Optimizing a compiler

A second formulation of the FET for compiler writers takes the argument a step further. It not resigns to the fact a fully optimizing compiler is plainly impossible, but points out that there is always room for improvement:

It can be proven that for each ``optimizing compiler’’ there is another one that beats it which therefore is ``more optimal’’.

That means, any compiler, no matter how ``optimized’’ and already tuned, can be improved, so compiler writers will never be out of work (even in the unlikely event that no new programming languages or hardwares will be developed in the future…).

The proof of that elaboration of the FET is likewise easy. It goes like this. Assume you have a optimizing compiler, say Opt. It can be turned into a better one in the following way, where ``better’’ is understood in the sense that it produces smaller code. We simply take the insight from above one step further to make a tiny ``improvement’’ to Opt.

It’s clear that there are (non-trivial) programs that don’t terminate (actually, there will be infinitely many), and say NT is such a program.
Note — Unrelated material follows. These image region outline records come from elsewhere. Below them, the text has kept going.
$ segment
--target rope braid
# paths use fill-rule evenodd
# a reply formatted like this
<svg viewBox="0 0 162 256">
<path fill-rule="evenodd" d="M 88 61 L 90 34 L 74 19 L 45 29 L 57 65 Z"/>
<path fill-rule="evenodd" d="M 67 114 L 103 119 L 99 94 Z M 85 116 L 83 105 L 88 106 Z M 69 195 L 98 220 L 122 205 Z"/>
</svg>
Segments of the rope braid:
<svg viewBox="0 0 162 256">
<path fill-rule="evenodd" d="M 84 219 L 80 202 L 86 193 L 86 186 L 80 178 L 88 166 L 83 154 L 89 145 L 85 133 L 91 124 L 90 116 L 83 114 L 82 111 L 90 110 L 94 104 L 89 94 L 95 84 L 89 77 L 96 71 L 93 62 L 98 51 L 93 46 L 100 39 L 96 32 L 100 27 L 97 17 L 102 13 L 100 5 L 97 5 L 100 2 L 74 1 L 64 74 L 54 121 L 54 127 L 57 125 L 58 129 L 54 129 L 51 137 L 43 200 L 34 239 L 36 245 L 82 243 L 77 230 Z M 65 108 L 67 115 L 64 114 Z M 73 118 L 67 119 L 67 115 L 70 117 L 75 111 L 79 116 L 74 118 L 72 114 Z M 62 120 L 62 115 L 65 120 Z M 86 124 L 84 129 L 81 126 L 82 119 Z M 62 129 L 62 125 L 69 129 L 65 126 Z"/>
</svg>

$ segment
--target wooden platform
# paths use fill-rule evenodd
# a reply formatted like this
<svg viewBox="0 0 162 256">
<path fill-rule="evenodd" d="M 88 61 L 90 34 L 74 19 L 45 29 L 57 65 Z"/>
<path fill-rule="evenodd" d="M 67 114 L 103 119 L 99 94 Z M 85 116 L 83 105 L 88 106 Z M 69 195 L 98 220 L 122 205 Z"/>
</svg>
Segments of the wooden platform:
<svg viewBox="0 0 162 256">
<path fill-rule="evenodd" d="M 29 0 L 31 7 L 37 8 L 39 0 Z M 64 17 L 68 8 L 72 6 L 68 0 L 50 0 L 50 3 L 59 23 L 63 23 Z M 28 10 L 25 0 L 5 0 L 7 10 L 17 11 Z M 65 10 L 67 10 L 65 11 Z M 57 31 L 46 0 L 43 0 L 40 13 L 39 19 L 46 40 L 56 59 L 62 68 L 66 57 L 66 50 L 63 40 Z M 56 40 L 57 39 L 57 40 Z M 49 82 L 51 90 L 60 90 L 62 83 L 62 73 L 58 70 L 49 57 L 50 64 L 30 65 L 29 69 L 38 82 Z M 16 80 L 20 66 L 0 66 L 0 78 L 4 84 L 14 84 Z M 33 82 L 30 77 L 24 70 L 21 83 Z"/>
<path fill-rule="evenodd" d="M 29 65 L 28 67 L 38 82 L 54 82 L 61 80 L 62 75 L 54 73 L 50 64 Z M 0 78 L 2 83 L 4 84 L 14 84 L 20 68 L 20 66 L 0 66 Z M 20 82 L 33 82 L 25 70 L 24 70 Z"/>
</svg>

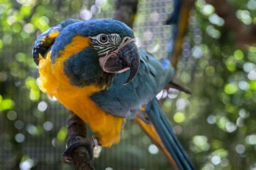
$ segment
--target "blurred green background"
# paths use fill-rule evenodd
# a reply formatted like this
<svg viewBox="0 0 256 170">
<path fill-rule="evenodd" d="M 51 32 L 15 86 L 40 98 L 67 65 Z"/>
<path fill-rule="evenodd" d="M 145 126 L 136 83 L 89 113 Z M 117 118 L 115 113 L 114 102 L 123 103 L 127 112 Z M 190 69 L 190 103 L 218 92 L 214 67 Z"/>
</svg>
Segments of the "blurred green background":
<svg viewBox="0 0 256 170">
<path fill-rule="evenodd" d="M 256 1 L 228 1 L 245 25 L 256 24 Z M 112 18 L 109 0 L 0 0 L 0 169 L 70 169 L 64 162 L 68 111 L 42 93 L 31 56 L 36 37 L 69 18 Z M 140 0 L 137 45 L 167 55 L 172 0 Z M 200 169 L 256 169 L 256 46 L 235 45 L 214 8 L 196 1 L 174 82 L 158 98 Z M 132 121 L 118 145 L 104 148 L 96 169 L 170 169 L 165 157 Z"/>
</svg>

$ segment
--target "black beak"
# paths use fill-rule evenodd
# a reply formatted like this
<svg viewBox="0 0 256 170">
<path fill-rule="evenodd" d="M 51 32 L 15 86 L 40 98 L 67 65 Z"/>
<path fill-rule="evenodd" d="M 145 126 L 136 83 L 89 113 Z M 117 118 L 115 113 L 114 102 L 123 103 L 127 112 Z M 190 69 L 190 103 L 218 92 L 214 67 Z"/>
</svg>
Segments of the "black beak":
<svg viewBox="0 0 256 170">
<path fill-rule="evenodd" d="M 106 72 L 120 73 L 130 69 L 130 75 L 124 85 L 132 81 L 138 72 L 140 56 L 138 47 L 131 42 L 108 55 L 99 59 L 100 66 Z"/>
</svg>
Then one can improve the optimizing compiler Opt by checking whether the input is (syntactically) NT and optimize that particular one by the minimal infinite-loop program (say it’s called LOOP):

  Input (P)

  if P = NT
  then output ``LOOP''
  else Opt(P)

Of course, in practice, that makes no sense!

It’s useless to improve a compiler on a case-by-case manner. Furthermore, the proof is not constructive in that it does not give a concrete construction or algorithm how to actually optimize a given compiler. Note, it also relies on identifying non-terminating programs NT. It’s easy to construct arbitrarily many non-terminating programs, one simply needs to take the non-terminating program LOOP and massage it a bit (like adding commands in the body or simply using LOOP;Q where Q is some random code). But that’s a very fake and useless form of optimization, adding a check for one hand-crafted variation of a non-terminating program after the other.

So, the compiler writer can not only point out that a given optimizing compiler can always be improved, but that such improvement cannot meaningfully performed automatically: Hence, the services of of a smart compiler writer will always be in demand. And provably so!

As a side remark: the addition of individual checks for checking if a piece of code matches a know formulation is not altogether meaningless. I resembles the way virus scanners are improved and updated (``optimized’’). It’s undecidable to decided whether a piece of code downloaded from some page, or received via email, is harmful. That’s again because semantic properties of code in non-trivial languages are all undecidable. Thus, companies maintaining virus scanners keep data bases of know viruses and their variations and mutations. And keeping a virus scanner up-to date means, adding virus signatures to the scanner, that in the meantime have been detected as harmful. The signature is just a syntactic pattern that can be used to match against a virus. A virus scanner may not be a compiler, but it uses techniques like scanning and perhaps parsing to scrutinize code.

Do only compiler writers have a guarantee of full employment?

As seen, the FET is a fancy way to state the formal impossibility of automatic optimization, in this case for compilers. Optimization is a wide field where one often faces undecidability. Hence there exist FETs for other fields, as well.